Private-Sector Requirement May Hamper Portugal, Moody’s Says

Anthony Thomas, a senior analyst at Moody’s Investors Service in London, commented on the possibility that private-sector owners of Portugal’s government bonds may be asked to participate in a bailout of the country as a condition for another European Union rescue. Thomas spoke in a telephone interview.

Moody’s cut Portugal’s long-term bond rating today to Ba2, or junk, from Baa1. The outlook is negative.

On private participation in a Portugal bailout:

“Private-sector participation under a support program to a fiscally stressed country may be considered a distressed exchange, and therefore a default under Moody’s definition, but we would have to see exactly what is proposed.”

“The European Union’s approach is evolving. Clearly nothing has been finalized.
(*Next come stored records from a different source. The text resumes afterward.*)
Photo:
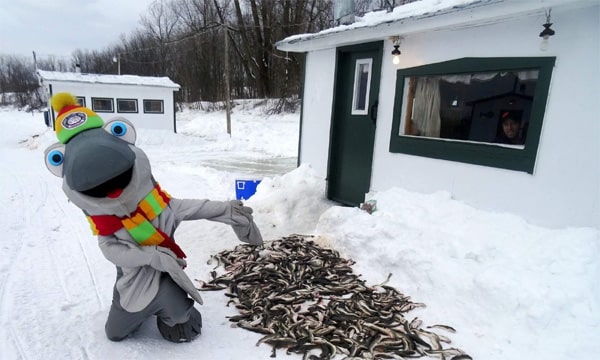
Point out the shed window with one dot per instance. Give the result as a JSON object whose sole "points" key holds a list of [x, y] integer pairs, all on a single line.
{"points": [[153, 106], [486, 111], [362, 82], [127, 105], [102, 104]]}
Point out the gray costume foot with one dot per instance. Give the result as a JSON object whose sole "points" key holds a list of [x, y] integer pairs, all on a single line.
{"points": [[184, 332]]}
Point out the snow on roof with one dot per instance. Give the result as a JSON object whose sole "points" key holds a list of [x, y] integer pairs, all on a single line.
{"points": [[411, 10], [416, 11], [106, 79]]}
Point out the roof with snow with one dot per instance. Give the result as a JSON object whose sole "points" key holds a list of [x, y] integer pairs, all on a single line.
{"points": [[57, 76], [420, 16]]}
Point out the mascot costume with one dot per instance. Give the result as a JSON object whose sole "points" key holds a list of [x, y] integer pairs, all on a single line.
{"points": [[109, 178]]}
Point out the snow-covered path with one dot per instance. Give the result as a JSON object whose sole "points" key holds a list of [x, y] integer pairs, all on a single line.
{"points": [[55, 285], [512, 290]]}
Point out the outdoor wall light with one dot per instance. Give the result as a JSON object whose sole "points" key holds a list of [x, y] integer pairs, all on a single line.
{"points": [[396, 52], [546, 33]]}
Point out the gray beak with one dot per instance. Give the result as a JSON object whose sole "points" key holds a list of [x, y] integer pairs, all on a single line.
{"points": [[94, 157]]}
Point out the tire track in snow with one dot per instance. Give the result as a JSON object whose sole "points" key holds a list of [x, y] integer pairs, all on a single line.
{"points": [[73, 225], [16, 233]]}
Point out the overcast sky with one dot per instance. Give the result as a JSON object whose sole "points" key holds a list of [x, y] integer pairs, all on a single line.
{"points": [[58, 27]]}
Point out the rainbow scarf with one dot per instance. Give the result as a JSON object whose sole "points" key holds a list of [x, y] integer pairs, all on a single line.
{"points": [[138, 224]]}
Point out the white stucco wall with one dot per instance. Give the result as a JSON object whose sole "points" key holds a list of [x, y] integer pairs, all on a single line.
{"points": [[316, 109], [564, 189], [140, 119]]}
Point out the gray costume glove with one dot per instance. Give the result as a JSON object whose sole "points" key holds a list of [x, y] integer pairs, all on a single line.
{"points": [[163, 259], [244, 227]]}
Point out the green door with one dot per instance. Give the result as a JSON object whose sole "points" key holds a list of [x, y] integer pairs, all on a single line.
{"points": [[353, 122]]}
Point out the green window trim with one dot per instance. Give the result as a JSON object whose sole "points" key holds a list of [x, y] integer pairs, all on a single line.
{"points": [[469, 152]]}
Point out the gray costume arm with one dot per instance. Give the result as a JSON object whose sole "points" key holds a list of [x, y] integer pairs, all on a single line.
{"points": [[229, 212], [160, 258]]}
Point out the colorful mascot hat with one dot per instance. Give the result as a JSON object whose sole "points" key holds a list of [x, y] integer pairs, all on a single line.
{"points": [[72, 118]]}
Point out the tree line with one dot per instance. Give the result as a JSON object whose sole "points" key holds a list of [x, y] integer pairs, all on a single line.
{"points": [[198, 44]]}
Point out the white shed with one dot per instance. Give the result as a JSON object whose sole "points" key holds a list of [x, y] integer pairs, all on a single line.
{"points": [[435, 120], [148, 102]]}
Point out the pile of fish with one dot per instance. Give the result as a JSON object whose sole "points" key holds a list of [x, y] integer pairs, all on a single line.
{"points": [[306, 299]]}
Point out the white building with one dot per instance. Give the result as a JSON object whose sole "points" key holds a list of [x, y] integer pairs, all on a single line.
{"points": [[148, 102], [432, 122]]}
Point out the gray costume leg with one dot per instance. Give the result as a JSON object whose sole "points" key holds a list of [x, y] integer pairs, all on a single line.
{"points": [[171, 305]]}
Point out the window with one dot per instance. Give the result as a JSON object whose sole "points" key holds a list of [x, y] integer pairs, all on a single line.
{"points": [[485, 111], [127, 105], [102, 104], [362, 84], [153, 106]]}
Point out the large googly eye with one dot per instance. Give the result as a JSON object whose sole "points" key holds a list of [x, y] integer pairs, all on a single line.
{"points": [[121, 128], [55, 157]]}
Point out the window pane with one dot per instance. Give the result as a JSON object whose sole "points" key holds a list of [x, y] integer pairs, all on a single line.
{"points": [[127, 105], [153, 106], [489, 107], [362, 82], [102, 104]]}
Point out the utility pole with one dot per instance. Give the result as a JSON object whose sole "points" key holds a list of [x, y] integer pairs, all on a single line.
{"points": [[227, 90], [117, 59]]}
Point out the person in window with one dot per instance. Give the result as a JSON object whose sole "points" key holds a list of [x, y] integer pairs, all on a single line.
{"points": [[511, 130]]}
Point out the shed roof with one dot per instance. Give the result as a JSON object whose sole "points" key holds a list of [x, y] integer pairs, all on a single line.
{"points": [[58, 76], [421, 16]]}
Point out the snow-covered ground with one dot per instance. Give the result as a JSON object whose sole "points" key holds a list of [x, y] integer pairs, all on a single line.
{"points": [[511, 290]]}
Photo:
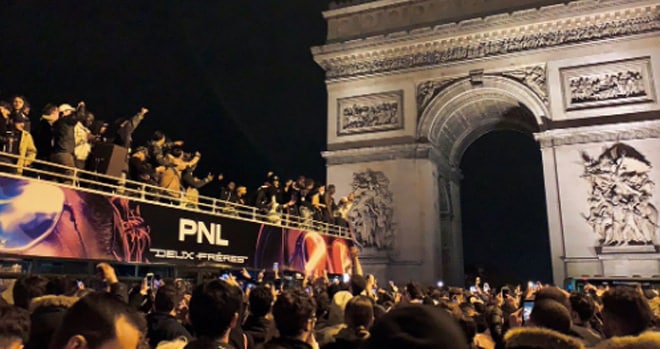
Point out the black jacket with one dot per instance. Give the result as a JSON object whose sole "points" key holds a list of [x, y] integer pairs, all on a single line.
{"points": [[164, 327], [286, 343], [261, 329], [203, 343], [63, 135], [47, 314], [348, 339], [588, 337], [45, 139]]}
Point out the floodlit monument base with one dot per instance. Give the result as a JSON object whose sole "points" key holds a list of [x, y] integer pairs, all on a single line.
{"points": [[410, 88]]}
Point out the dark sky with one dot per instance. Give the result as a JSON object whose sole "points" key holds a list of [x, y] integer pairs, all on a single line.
{"points": [[235, 79]]}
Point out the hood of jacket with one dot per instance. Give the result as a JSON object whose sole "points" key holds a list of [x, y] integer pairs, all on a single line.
{"points": [[52, 301], [646, 340], [541, 338]]}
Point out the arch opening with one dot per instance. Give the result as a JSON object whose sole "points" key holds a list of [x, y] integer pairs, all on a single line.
{"points": [[503, 208]]}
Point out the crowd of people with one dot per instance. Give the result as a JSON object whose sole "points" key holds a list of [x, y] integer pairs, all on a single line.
{"points": [[242, 310], [68, 136]]}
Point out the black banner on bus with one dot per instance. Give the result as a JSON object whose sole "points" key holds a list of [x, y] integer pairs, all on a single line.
{"points": [[43, 219]]}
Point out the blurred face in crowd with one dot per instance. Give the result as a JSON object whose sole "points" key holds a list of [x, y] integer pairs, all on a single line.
{"points": [[4, 112], [18, 103], [140, 155], [19, 126], [241, 191], [11, 343], [89, 120], [128, 337]]}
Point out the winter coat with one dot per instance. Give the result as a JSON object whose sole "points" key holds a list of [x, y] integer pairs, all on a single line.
{"points": [[539, 338], [261, 329], [286, 343], [348, 339], [646, 340], [47, 314], [164, 327]]}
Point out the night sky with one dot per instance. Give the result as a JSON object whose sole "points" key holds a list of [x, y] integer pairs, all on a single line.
{"points": [[236, 81]]}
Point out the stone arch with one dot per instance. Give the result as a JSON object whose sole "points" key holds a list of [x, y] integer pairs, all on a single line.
{"points": [[460, 114], [464, 111]]}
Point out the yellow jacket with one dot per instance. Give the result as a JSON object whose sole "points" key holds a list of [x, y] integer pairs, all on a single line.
{"points": [[27, 152]]}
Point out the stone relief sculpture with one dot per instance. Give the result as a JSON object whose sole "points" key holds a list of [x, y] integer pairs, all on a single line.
{"points": [[513, 42], [533, 77], [620, 208], [372, 212], [370, 113], [427, 90], [607, 84]]}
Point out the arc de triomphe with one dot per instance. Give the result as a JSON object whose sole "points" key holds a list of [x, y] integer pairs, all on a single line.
{"points": [[412, 83]]}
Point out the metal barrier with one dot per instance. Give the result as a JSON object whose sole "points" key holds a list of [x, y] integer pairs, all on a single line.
{"points": [[120, 186]]}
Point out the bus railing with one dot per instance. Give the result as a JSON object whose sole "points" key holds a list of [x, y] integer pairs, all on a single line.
{"points": [[90, 181]]}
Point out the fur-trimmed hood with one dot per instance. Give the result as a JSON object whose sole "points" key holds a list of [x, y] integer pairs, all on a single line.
{"points": [[646, 340], [541, 338], [52, 301]]}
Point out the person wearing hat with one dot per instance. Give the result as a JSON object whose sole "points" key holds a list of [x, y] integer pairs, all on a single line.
{"points": [[21, 110], [22, 145], [44, 134], [416, 327], [140, 169], [64, 141], [5, 130]]}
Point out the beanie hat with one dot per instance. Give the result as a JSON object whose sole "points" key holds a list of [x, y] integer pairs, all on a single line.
{"points": [[337, 307], [417, 327]]}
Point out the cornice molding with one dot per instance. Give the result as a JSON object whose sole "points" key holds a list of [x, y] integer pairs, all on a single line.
{"points": [[341, 60], [393, 152], [598, 134], [382, 153]]}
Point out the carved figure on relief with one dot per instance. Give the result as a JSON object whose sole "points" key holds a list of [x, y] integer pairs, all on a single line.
{"points": [[371, 215], [361, 116], [608, 86], [619, 198]]}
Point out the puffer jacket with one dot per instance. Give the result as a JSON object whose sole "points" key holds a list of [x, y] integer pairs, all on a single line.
{"points": [[47, 314], [539, 338]]}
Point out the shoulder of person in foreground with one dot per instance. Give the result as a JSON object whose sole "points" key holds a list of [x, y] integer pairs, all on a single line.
{"points": [[646, 340], [541, 338]]}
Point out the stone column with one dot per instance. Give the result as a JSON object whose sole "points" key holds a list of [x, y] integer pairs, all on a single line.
{"points": [[553, 207]]}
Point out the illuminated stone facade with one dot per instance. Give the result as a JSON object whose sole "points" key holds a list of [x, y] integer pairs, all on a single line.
{"points": [[412, 83]]}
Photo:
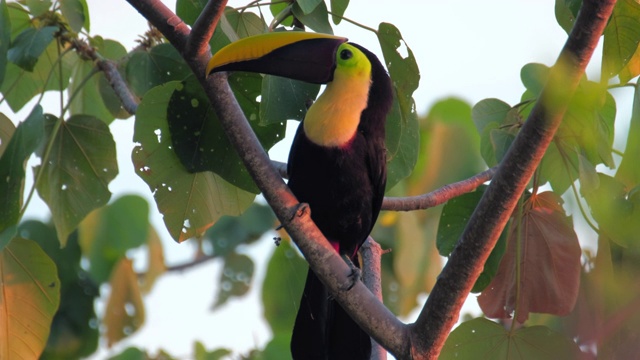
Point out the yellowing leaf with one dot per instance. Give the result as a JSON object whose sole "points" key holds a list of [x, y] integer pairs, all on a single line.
{"points": [[125, 310], [540, 271], [29, 297]]}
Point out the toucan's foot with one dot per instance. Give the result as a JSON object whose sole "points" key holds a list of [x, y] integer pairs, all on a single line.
{"points": [[353, 277]]}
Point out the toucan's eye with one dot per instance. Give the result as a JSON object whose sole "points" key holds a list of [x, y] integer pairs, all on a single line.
{"points": [[346, 54]]}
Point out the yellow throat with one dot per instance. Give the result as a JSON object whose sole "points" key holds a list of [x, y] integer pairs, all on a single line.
{"points": [[333, 119]]}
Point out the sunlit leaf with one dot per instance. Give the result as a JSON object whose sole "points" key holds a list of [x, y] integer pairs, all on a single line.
{"points": [[20, 86], [621, 36], [282, 288], [543, 239], [80, 166], [189, 202], [124, 313], [29, 45], [197, 135], [107, 234], [285, 99], [26, 138], [147, 69], [317, 20], [483, 339], [77, 14], [235, 279], [74, 332], [30, 294], [338, 7], [5, 37], [628, 170], [455, 217]]}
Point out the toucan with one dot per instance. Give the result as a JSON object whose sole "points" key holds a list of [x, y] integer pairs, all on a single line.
{"points": [[337, 163]]}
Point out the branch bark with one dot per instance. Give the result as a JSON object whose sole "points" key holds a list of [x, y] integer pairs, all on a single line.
{"points": [[442, 309]]}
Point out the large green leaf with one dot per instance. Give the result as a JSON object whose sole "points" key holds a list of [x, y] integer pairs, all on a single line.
{"points": [[285, 99], [107, 233], [483, 339], [77, 14], [455, 217], [29, 45], [198, 137], [81, 164], [24, 141], [621, 37], [88, 100], [190, 202], [317, 20], [30, 293], [283, 284], [402, 124], [5, 37], [73, 331], [20, 86], [147, 69]]}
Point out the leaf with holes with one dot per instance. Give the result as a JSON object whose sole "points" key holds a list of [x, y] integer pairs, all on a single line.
{"points": [[124, 313], [483, 339], [75, 179], [19, 146], [544, 239], [189, 202], [30, 293]]}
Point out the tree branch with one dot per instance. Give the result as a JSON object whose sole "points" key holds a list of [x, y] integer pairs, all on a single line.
{"points": [[442, 309], [439, 196], [203, 28], [363, 306]]}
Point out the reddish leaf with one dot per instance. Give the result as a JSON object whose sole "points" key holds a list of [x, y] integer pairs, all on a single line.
{"points": [[549, 256]]}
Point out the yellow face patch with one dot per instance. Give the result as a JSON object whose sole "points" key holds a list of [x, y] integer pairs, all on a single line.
{"points": [[333, 119]]}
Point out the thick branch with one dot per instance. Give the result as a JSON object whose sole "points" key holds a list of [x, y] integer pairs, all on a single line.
{"points": [[442, 309], [203, 28], [363, 306], [439, 196]]}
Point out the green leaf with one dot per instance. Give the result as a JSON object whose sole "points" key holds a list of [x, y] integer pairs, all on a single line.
{"points": [[81, 164], [77, 14], [189, 10], [534, 77], [29, 45], [231, 231], [338, 7], [235, 279], [481, 339], [621, 37], [317, 20], [198, 137], [566, 12], [25, 140], [147, 69], [31, 296], [286, 274], [5, 37], [489, 111], [285, 99], [455, 217], [73, 331], [190, 202], [107, 233], [38, 7], [307, 6], [88, 100], [628, 170], [20, 86]]}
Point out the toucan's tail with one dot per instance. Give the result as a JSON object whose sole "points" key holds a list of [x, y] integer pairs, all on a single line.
{"points": [[323, 330]]}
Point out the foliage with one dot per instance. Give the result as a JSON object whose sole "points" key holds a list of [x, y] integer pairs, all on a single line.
{"points": [[205, 194]]}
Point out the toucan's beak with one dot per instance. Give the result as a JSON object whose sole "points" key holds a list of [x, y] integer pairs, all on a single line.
{"points": [[308, 57]]}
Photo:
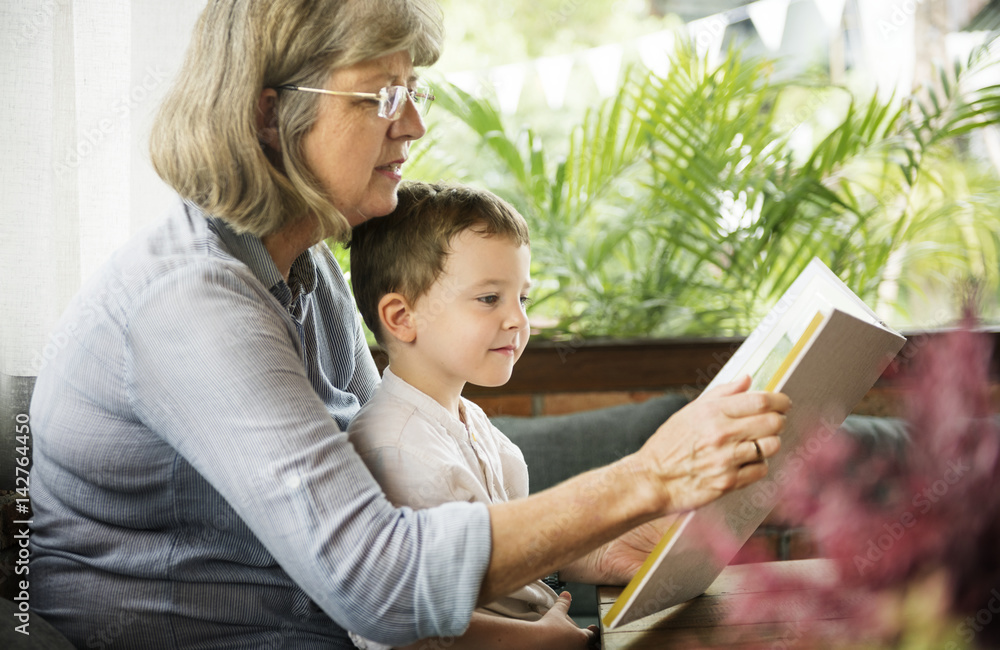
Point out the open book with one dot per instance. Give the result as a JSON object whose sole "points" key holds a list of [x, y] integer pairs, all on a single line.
{"points": [[824, 348]]}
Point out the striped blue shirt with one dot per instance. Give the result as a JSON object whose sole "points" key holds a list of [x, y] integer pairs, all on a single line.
{"points": [[192, 483]]}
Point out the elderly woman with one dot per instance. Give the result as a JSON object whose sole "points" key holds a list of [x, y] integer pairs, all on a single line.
{"points": [[192, 482]]}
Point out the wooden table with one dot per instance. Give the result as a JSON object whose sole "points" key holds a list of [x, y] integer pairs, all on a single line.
{"points": [[709, 622]]}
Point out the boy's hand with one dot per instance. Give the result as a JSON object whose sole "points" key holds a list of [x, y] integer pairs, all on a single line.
{"points": [[556, 630]]}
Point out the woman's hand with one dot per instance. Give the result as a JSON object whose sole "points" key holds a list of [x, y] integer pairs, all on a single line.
{"points": [[711, 445], [617, 561], [554, 631]]}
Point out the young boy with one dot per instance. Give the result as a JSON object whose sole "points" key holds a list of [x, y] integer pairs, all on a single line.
{"points": [[443, 282]]}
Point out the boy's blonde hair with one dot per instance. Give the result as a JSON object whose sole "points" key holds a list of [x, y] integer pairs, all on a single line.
{"points": [[405, 252], [204, 141]]}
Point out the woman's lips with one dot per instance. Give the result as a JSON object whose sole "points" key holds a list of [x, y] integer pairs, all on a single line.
{"points": [[393, 170]]}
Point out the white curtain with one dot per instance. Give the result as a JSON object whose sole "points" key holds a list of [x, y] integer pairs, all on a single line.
{"points": [[81, 80]]}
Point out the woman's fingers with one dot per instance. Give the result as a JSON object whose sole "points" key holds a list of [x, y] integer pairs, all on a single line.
{"points": [[719, 442], [746, 404]]}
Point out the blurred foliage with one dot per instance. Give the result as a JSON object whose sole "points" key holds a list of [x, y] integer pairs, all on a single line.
{"points": [[686, 204]]}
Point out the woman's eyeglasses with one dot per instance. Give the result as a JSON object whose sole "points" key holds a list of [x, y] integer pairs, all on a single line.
{"points": [[391, 99]]}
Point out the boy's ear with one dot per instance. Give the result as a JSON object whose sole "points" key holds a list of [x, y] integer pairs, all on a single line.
{"points": [[397, 317]]}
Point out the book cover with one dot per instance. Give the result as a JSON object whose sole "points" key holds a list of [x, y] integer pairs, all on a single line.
{"points": [[824, 348]]}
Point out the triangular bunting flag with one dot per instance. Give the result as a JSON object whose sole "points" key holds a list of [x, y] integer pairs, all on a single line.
{"points": [[768, 17], [707, 34], [604, 63], [831, 11], [554, 73], [507, 82], [654, 51]]}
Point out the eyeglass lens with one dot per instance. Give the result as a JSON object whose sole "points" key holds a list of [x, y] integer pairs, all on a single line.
{"points": [[395, 101]]}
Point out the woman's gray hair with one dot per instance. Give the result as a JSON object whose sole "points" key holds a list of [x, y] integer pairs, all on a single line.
{"points": [[204, 141]]}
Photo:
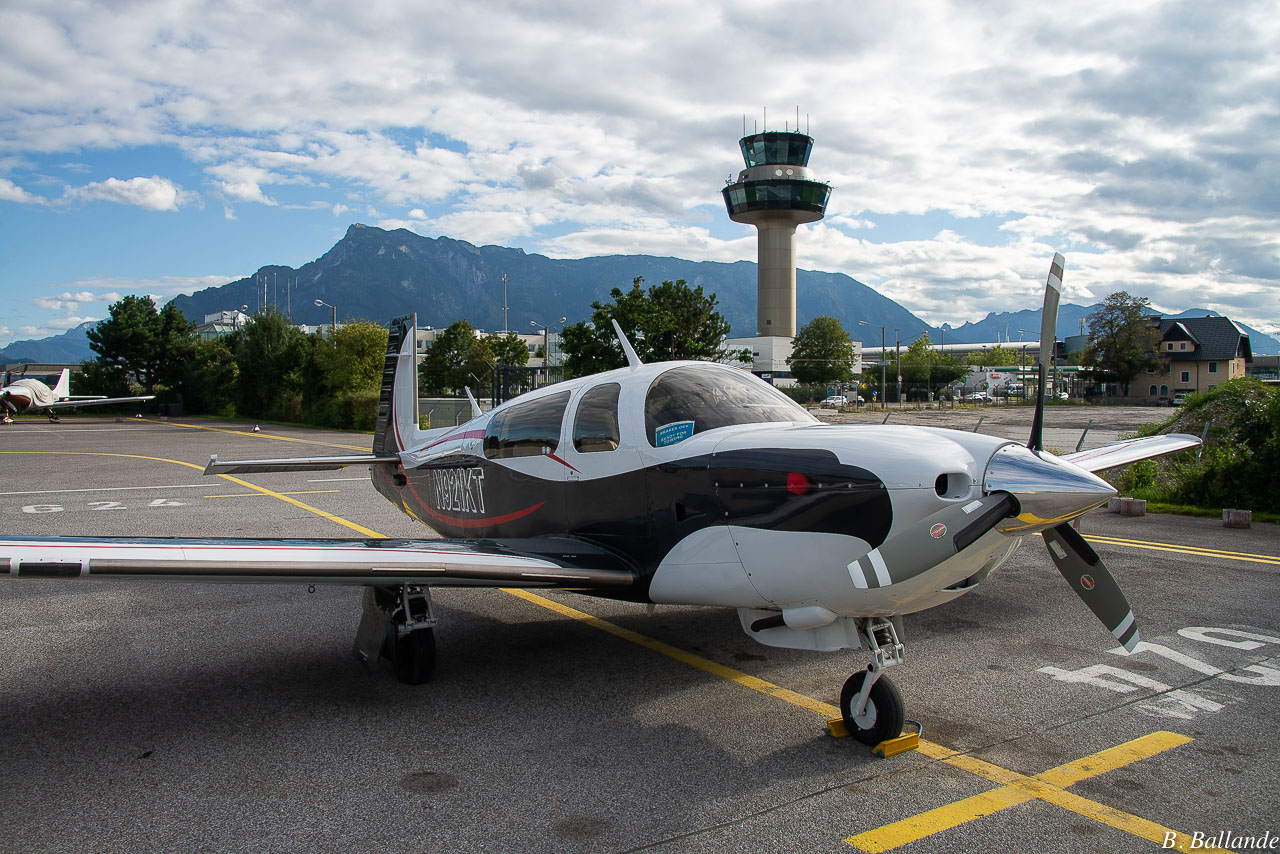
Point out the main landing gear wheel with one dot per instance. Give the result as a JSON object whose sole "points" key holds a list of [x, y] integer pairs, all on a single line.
{"points": [[883, 716], [414, 656]]}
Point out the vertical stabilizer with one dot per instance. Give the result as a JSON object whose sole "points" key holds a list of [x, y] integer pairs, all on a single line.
{"points": [[397, 406]]}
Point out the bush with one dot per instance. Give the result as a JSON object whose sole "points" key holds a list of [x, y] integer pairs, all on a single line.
{"points": [[1242, 453]]}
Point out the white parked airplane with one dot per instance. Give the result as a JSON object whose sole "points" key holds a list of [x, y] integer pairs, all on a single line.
{"points": [[685, 483], [24, 394]]}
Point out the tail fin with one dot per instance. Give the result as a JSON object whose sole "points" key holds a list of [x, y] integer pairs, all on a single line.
{"points": [[397, 407]]}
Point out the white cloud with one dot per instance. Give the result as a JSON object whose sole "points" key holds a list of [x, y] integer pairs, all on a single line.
{"points": [[151, 193], [1139, 138]]}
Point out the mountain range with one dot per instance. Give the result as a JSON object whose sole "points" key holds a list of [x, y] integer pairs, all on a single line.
{"points": [[375, 274]]}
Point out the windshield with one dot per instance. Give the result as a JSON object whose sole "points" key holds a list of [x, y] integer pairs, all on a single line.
{"points": [[694, 398]]}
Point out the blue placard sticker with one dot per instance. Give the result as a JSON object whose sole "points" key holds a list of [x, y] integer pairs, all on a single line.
{"points": [[672, 433]]}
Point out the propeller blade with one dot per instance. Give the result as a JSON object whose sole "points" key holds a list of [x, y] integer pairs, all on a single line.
{"points": [[931, 540], [1092, 581], [1048, 336]]}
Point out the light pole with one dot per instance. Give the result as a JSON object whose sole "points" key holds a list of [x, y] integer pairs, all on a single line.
{"points": [[1022, 373], [897, 360], [863, 323], [333, 328], [547, 346], [504, 328]]}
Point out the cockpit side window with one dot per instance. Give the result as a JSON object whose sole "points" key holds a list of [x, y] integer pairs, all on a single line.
{"points": [[694, 398], [595, 428], [526, 429]]}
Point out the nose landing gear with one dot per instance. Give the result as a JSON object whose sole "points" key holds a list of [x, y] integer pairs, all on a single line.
{"points": [[869, 703]]}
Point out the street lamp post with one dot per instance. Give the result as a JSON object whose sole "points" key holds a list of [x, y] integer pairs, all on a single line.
{"points": [[504, 328], [897, 359], [547, 346], [863, 323], [1022, 377], [333, 328]]}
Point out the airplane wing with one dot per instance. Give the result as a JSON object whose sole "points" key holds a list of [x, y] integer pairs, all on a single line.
{"points": [[94, 401], [216, 466], [1121, 453], [544, 562]]}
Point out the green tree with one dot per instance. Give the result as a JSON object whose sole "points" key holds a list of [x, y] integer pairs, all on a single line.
{"points": [[667, 322], [150, 345], [457, 359], [995, 357], [823, 352], [1123, 341], [343, 375], [270, 359], [208, 380], [508, 350], [924, 368], [101, 378], [352, 357]]}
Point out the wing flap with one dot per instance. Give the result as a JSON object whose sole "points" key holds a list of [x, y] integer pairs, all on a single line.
{"points": [[1121, 453], [319, 561]]}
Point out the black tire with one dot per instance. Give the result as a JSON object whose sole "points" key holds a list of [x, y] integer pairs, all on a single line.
{"points": [[883, 716], [415, 657]]}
But from what we can see, it’s not so much that we don’t think they’re going to provide additional support, but a pre-condition of that additional support could very well be private sector creditor participation.”

“Obviously that’s very significant because not only does it affect current investors, but it is likely to discourage new private-sector lending going forward, and therefore reduce the likelihood that a country like Portugal will be able to regain access to the capital markets at a sustainable cost.”

On Portugal’s budget deficit:

“There are concerns that Portugal will face considerable challenges meeting its deficit-reduction target.”